LLM VRAM Calculator
May 2026 · interactive tool
A back-of-the-envelope calculator for figuring out whether a given language model will fit in your GPU's VRAM — for inference, LoRA, or QLoRA fine-tuning.
This tool assumes ~90% of total VRAM is usable, leaving headroom for CUDA context, the framework runtime, and any other GPU workloads (display, encoder, etc.). For multi-GPU setups, enter the VRAM of a single card if the model fits on one, or the combined VRAM if you're using tensor/pipeline parallelism.
KV cache estimated from a sub-linear approximation calibrated for modern GQA models.
Memory breakdown
How it works
Memory usage breaks down into four buckets:
- Model weights —
parameters × bytes_per_parameter. A 7B model in bfloat16 (2 bytes) is ~14 GB. For MoE models, all experts must be resident, so total params (not active) drives weight memory. - KV cache — Attention state cached during inference. Scales linearly with context length but only sub-linearly with model size, since it depends on
n_layers × n_kv_heads × head_dimrather than total parameters. Modern GQA architectures (Llama-3+, Qwen 2.5+, Mistral) cache far less per token than legacy MHA at the same parameter count. - Training overhead — Only present during fine-tuning. ~0.6× weights for LoRA, ~0.4× for QLoRA, ~3× for full fine-tuning (gradients + Adam optimizer states + activations).
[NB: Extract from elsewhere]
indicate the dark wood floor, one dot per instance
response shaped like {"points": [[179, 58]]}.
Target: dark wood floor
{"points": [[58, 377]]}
- Activations + buffer — A flat 1-2 GB for working memory.
Math reference
weights_gb = params_billions × (bits / 8)
# Model preset (exact, from the selected model's attention architecture):
kv_cache_gb = (2 × n_layers × n_kv_heads × head_dim × 2)
× context_length × (bits / 16) / 1e9
# Custom mode (sub-linear approximation, calibrated for modern GQA):
kv_cache_gb = √params_billions × 40000
× context_length × (bits / 16) / 1e9
training_gb = weights_gb × { 0 inference, 0.6 LoRA, 0.4 QLoRA, 3 full }
activations_gb = 1 if inference else 2
total_gb = weights_gb + kv_cache_gb + training_gb + activations_gb
usable_gb = total_vram_gb × 0.9
Limitations
These are estimates, not guarantees. Real memory usage depends on framework choice (vLLM, llama.cpp, PyTorch, TensorRT-LLM), batch size, attention variant (FlashAttention, paged attention), and whatever else is running on the GPU. Treat comfortable fit as accurate, tight but works as "test before you commit," and won't fit as a hard wall.
The KV cache assumes the cache is stored at the same precision as the weights — common when running 4-bit weights with 4-bit KV cache to fit long contexts in VRAM. Most production setups keep KV in fp16/bf16 regardless of weight precision; if you're running fp16 KV with 4-bit weights, multiply the reported KV cache by 4.
DeepSeek V3.1, R1, and V4 use Multi-Head Latent Attention (or its V4 sparse-index successor), which compresses KV substantially — they're listed with their effective per-token KV size. Qwen 3.6 (27B and 35B-A3B) interleaves Gated DeltaNet linear-attention layers with full-attention layers in a 3:1 ratio, so only 1-in-4 layers grow KV with context; the listed sizes reflect that.